How the 1922 solar eclipse in Australia proved Einstein right

Astronomers came from the United States, Canada, New Zealand, India and Britain – traveling to places so far away that many Australians had never heard of them before. their names are only starting to appear in the press.

The scientists weren’t there just for the show, but also in the hope that their observations of the eclipse would validate Albert Einstein’s then controversial theory of general relativity, postulated seven years earlier.

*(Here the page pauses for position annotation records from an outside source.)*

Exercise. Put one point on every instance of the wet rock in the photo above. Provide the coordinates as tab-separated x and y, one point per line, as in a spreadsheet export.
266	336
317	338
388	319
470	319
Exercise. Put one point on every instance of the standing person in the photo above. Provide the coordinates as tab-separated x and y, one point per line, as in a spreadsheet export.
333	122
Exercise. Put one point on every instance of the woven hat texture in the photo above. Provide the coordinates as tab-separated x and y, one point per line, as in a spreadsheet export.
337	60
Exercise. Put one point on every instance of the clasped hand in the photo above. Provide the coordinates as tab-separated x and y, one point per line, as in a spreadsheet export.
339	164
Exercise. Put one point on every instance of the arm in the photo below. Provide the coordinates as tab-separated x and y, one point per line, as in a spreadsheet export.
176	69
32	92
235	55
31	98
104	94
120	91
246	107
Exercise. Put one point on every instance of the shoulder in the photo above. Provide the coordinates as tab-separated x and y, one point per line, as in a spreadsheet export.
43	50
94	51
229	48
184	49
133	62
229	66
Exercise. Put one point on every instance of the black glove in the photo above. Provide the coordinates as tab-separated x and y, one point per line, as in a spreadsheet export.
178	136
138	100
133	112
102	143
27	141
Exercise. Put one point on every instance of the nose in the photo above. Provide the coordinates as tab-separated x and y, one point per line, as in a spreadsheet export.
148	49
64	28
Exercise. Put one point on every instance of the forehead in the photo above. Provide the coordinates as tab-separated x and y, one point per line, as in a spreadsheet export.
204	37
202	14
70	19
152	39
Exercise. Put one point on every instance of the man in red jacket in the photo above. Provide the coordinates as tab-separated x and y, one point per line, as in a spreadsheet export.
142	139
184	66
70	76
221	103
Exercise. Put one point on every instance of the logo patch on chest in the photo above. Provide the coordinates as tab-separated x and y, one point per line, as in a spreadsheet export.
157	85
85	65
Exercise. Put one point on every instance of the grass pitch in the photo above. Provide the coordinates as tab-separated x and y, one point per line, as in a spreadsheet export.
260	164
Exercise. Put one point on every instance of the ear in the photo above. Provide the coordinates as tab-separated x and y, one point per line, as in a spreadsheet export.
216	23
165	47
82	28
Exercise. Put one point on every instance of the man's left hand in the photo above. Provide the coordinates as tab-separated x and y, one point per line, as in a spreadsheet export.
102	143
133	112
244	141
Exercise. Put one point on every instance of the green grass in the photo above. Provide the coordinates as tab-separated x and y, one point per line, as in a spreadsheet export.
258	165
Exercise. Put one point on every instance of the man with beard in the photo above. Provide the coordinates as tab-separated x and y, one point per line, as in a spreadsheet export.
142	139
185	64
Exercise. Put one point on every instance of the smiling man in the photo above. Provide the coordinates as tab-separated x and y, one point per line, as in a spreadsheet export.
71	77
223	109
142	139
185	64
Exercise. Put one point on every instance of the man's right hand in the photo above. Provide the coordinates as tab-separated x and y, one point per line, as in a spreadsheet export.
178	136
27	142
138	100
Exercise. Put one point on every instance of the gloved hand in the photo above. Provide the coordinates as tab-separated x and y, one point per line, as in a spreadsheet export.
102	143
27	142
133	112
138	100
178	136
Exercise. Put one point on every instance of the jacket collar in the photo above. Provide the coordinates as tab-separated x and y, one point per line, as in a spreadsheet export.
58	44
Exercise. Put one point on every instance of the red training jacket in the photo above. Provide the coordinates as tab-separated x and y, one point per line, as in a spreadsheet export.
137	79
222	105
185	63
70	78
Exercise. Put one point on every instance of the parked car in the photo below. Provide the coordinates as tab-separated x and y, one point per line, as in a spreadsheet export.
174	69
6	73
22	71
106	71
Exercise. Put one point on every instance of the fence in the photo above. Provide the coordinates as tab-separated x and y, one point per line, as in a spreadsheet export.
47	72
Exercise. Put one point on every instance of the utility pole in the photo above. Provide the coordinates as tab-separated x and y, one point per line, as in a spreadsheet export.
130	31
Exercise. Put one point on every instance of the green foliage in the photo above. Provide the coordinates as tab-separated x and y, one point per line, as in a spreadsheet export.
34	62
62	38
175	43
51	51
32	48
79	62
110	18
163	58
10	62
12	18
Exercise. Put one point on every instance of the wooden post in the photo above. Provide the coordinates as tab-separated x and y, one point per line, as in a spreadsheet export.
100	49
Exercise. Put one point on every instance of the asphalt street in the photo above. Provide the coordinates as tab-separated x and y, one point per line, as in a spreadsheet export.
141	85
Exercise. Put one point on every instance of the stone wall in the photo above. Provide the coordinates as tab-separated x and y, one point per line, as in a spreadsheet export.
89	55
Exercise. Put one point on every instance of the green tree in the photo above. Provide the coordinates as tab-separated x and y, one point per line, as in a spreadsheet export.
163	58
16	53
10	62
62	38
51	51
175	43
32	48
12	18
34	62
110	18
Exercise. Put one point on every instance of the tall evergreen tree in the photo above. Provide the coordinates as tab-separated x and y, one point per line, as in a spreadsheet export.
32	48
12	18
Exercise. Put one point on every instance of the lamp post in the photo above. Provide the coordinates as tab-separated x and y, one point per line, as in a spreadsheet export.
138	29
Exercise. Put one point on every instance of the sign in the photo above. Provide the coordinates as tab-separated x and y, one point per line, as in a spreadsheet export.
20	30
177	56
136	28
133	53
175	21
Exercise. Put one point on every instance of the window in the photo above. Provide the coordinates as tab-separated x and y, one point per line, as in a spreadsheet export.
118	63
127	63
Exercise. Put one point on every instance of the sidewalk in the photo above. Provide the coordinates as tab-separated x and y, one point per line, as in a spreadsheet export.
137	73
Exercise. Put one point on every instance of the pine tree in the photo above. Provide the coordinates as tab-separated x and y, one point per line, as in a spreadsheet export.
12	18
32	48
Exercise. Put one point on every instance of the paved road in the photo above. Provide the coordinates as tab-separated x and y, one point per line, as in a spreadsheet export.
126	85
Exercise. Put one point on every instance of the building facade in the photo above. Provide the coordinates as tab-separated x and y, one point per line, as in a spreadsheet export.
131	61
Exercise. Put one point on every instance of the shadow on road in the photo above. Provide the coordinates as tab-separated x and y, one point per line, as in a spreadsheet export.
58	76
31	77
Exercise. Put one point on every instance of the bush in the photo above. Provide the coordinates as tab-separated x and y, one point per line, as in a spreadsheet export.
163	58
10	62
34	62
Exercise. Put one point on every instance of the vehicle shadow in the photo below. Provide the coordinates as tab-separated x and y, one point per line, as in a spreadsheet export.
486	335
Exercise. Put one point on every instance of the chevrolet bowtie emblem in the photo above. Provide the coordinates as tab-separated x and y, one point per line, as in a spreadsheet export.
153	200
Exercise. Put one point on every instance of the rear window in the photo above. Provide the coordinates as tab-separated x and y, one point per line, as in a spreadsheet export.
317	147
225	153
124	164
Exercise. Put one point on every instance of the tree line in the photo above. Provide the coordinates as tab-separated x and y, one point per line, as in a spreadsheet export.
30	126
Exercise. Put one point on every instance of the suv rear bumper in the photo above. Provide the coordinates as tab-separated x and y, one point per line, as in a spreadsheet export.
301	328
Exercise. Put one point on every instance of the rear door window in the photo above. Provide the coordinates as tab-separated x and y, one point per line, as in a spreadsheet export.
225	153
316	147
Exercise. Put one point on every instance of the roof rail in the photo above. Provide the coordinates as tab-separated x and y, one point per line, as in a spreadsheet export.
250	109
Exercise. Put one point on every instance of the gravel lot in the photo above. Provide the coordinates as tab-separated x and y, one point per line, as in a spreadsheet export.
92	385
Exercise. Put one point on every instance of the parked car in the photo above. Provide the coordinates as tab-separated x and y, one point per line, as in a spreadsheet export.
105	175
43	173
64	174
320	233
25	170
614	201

Einstein’s theory, in general, suggests that gravity can warp the very fabric of space-time itself. One possible way to test this was to photograph the background of stars before and during an eclipse. The Sun’s gravity is expected to bend the light of distant stars as it passes them, causing them to appear in a slightly different position – and the eclipse would allow astronomers to make this observation by usefully erasing glare from the Sun.

War and weather

World War I prevented astronomers from studying Einstein’s 1915 prediction. But a total solar eclipse on May 29, 1919 offered the first decent chance to prove him right. Britain has organized two separate expeditions in the hope that at least one of them can make the necessary observations. In Sobral, Brazil, the team led by astronomer Royal Frank Dyson suffered an equipment failure. But on Principe Island off the west coast of Africa, Arthur Eddington, despite the inclement weather, successfully photographed the event.

Dyson, after viewing Eddington’s photographic plates, said “there is no doubt that they confirm Einstein’s prediction.” But many skeptics remained skeptical.

The next suitable eclipse was in Australia on September 21, 1922. The famous Lick Observatory in California had used its 12-meter camera to photograph several previous eclipses, and director William Wallace Campbell was determined his observatory would solve “the problem. of Einstein ”in Australia.

The location chosen by Campbell – Wallal, on the WA coast about 200 miles (320 kilometers) south of Broome, was remote and almost inaccessible. But there was virtually no chance of clouds, and the eclipse would last there the longest, providing five full minutes of totality.

Shallow seas meant that the expedition ships could not get close to shore and instead had to carry equipment ashore at high tide with the help of local indigenous peoples.